Sunday, 13 May 2018

Jewel Thais-Williams: American diamond

I'd never heard of her until I watched a wonderful documentary on Netflix last week. Why is this truly great human being not world famous? Is there still a hangover from the fact that she started out with four disadvantages: being poor, black, gay and a woman? In a sense, she's a paradigm of the wonders you can achieve on a local scale. In 1973 she opened the first nightclub in Los Angeles that welcomed people of colour as well as gays (and, this is the point, everyone else. This was an all-inclusive venture, and even the straight celebrities who frequented it in the 1980s felt it was a place where they could just dance away without feeling watched).

Catch One ran for 42 years, weathering the hostility of the police, the AIDS crisis (in which the club clientele was decimated by about 50 per cent), an arson attack which destroyed half the building... It was a haven for gay people who'd been rejected by their families in the AIDS era and young people who had thought of suicide in their isolation; it continued to nourish the area. Only when, in her mid-70s, Jewel - if I may so refer to her throughout - decided she was ready to take a different personal journey, as she puts it, did she finally say farewell.
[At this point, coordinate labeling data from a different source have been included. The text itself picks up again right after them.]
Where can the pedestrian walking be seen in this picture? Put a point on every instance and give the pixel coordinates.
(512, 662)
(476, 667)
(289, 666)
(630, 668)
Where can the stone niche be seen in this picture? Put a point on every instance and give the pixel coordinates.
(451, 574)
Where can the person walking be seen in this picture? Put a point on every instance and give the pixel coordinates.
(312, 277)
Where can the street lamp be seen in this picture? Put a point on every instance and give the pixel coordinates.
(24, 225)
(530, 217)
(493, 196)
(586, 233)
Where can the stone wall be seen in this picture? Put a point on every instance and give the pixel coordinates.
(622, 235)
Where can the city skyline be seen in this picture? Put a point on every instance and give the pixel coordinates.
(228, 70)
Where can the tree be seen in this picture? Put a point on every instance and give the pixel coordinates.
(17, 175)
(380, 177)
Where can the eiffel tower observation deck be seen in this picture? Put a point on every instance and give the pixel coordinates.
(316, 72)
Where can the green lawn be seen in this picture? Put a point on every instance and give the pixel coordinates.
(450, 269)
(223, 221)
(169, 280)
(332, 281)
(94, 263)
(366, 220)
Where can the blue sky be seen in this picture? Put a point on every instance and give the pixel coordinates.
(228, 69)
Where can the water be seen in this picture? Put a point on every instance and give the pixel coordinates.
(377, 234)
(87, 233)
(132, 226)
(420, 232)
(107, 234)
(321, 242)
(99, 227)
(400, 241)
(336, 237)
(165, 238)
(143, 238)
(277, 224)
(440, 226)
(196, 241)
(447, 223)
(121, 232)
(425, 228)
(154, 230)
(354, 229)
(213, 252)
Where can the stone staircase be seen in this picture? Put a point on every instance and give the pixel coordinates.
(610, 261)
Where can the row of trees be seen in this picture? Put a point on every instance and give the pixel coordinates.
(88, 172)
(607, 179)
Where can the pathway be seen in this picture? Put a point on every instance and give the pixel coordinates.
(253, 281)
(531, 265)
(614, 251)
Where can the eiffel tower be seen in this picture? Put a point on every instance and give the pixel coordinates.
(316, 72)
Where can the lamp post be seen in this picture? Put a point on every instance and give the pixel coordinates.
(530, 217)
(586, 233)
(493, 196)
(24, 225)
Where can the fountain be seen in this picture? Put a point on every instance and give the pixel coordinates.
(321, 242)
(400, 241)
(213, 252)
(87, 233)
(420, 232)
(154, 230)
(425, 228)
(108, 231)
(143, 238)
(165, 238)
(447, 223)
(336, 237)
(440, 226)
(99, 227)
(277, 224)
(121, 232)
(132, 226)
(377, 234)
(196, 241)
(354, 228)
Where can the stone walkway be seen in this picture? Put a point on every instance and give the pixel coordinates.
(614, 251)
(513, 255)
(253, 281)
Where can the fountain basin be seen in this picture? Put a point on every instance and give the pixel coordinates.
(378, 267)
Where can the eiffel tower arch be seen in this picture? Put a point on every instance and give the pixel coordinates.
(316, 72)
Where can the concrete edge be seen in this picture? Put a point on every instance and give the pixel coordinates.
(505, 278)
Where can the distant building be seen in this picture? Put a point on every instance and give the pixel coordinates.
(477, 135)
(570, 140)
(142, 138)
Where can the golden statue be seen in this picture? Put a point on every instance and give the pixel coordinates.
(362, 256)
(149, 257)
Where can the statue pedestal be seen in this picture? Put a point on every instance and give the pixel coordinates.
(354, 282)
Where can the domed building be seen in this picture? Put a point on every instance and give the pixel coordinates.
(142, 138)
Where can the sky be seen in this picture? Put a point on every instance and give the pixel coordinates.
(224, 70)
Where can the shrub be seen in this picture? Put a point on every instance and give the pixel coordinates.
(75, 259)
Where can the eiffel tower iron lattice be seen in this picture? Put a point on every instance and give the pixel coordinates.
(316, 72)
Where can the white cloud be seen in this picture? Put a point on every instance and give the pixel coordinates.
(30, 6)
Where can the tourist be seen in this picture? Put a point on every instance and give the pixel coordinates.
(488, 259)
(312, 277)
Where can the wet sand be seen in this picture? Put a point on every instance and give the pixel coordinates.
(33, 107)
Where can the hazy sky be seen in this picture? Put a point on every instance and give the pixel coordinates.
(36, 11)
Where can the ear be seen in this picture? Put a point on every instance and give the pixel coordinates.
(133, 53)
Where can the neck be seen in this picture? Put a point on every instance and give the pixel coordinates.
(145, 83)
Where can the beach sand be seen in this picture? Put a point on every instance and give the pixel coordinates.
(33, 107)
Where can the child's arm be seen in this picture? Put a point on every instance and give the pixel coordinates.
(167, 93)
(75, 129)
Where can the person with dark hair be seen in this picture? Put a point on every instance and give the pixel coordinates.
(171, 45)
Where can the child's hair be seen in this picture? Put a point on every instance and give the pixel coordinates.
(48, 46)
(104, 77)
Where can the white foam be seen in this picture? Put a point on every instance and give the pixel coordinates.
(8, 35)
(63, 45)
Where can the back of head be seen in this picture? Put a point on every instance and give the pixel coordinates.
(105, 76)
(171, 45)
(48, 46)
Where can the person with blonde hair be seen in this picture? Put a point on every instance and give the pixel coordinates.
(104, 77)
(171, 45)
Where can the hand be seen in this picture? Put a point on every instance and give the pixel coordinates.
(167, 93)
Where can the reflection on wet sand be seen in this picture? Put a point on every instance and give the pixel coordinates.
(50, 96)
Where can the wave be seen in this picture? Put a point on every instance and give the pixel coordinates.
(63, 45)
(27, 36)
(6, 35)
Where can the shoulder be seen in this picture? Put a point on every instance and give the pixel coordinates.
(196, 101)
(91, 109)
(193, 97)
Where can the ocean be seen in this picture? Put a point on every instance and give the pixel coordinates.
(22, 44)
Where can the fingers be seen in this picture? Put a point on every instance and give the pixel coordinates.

There's a fine joint interview with Jewel and the maker of the documentary, C. Fitz, here (I've also taken the liberty of using several photos the article describes as given by permission of JTW, making the assumption that she'd be happy for them to appear again here). I'll leave it to do most of the talking and the detail, except to add what our heroine has to say about how the tree of Catch One sent out vital saplings:

When the AIDS crisis came along, another purpose was added. From that, the Minority AIDS Project came out of the Unity Fellowship of Christ Church. And later, Rue’s House was born [taking the name of Jewel's lovely wife], which was a home for [mothers and] children with AIDS. What the Catch afforded me personally was the ability to do all these other service things I wanted to do. If that wasn’t there, I couldn’t do what was in my heart, which was to serve the community.

What's left is also the Village Health Foundation, a clinic offering acupuncture, vitamin supplements, herbal remedies and general health advice to everyone in the community - they pay what they can, even if it's only two lemons (Jewel has an MSc in traditional Chinese medicine as well as a BA in History and Psychology from UCLA). And so we see the capacity for change in a district of a country which leaves it to grassroots activism. Now, watch the documentary. Here's the trailer.


Susan said...

We must all be grateful to film makers who shine a light on people like Jewel.

David said...

Absolutely. I do have to gripe, though, that the lowest ever number of hits for this post, so far at least, rather proves my thinking that people can't, or won't, admit more than one recent black American heroine into their pantheon. Maya Angelou has the stage to herself, sadly.